Maracot tomou o lugar indicado e projetou suas imagens com perfeição. Vimos uma imagem de Manda e em seguida uma outra do «Stratford», tal como o havíamos deixado.
Tanto Manda como o velho sábio exprimiram por sinais a sua aprovação à vista do navio e Manda fez com as mãos um largo gesto, apontando primeiro para nós e em seguida para a tela.
— Querem que lhes conte tudo a respeito de nossas aventuras, exclamei. Querem saber por meio de imagens quem somos nós e como viemos até aqui.
Maracot curvou-se para Manda para mostrar que compreendia, e começara a projetar uma imagem de nossa viagem, quando Manda levantou a mão e o interrompeu. A uma ordem sua os criados removeram a tela e os dois atlantes acenaram-nos para que os seguíssemos.

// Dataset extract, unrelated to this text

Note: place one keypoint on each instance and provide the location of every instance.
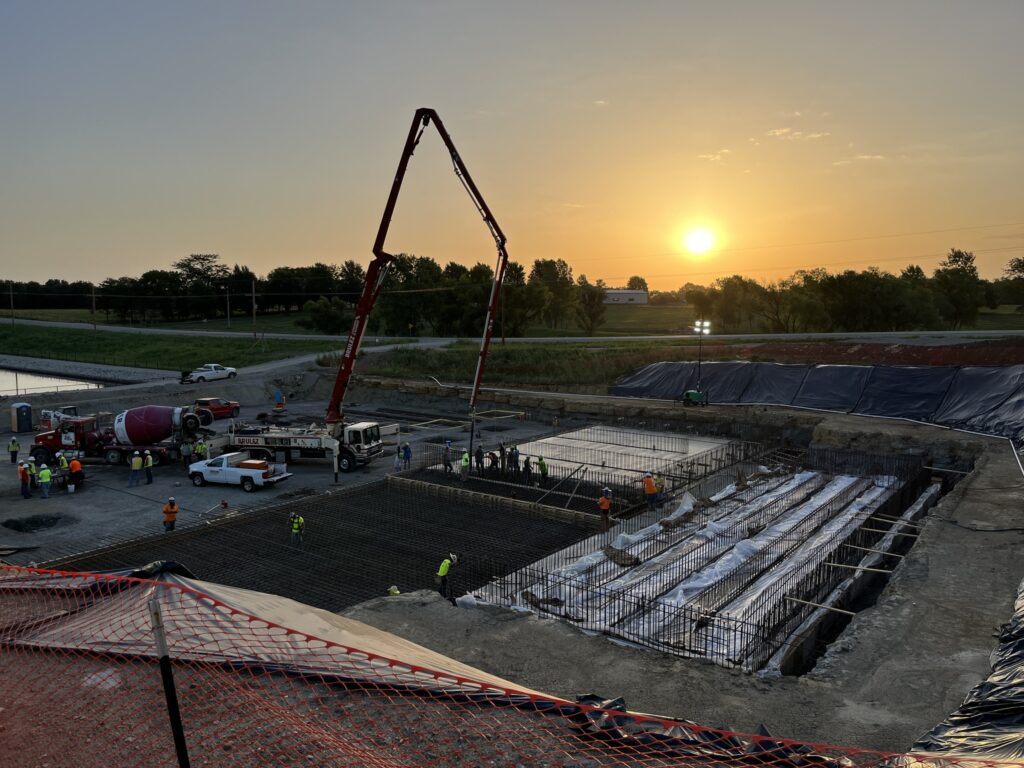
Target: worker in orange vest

Era um prédio imenso e atravessamos corredor após corredor até chegarmos finalmente a um enorme salão. A um lado havia uma grande tela da mesma natureza que aquela que havíamos visto. Em frente da mesma achava-se reunido um auditório no mínimo de mil pessoas, que nos receberam com um sussurro de boas-vindas. Era composto de pessoas dos dois sexos e de todas as idades. Os homens, trigueiros e de barba longa; as mulheres, belas na juventude e de aspecto venerável em idade mais avançada. Tivemos pouco tempo para observá-los, pois conduziram-nos logo para os lugares reservados para nós na fileira da frente e Maracot foi então colocado em frente da tela; por uma manobra qualquer a claridade das luzes diminuiu de intensidade e ele recebeu um sinal para começar.
E representou magnificamente o seu papel. A princípio vimos nosso navio saindo do Tâmisa e um sussurro de admiração perpassou pelo auditório àquele autêntico espetáculo de uma cidade moderna. Em seguida surgiu um mapa indicando o seu percurso. Apareceu depois a caixa de aço com seus aparelhos, que foi saudada com um murmúrio de reconhecimento. Vimo-nos a nós mesmos novamente descendo e atingindo as bordas do abismo. Em seguida mostrou o aparecimento do monstro que nos atacara. «Marax», «Marax!» exclamou o povo ao vê-lo. Era evidente que eles já haviam aprendido a conhecê-lo e temê-lo. Houve um silêncio de emoção quando o monstro empolgou nosso cabo'e um sussurro de horror quando os fios se partiram e caímos na voragem. Num mês de explicações não poderíamos ter dado uma idéia tão clara de nossa aventura como naquela meia hora de demonstração visual.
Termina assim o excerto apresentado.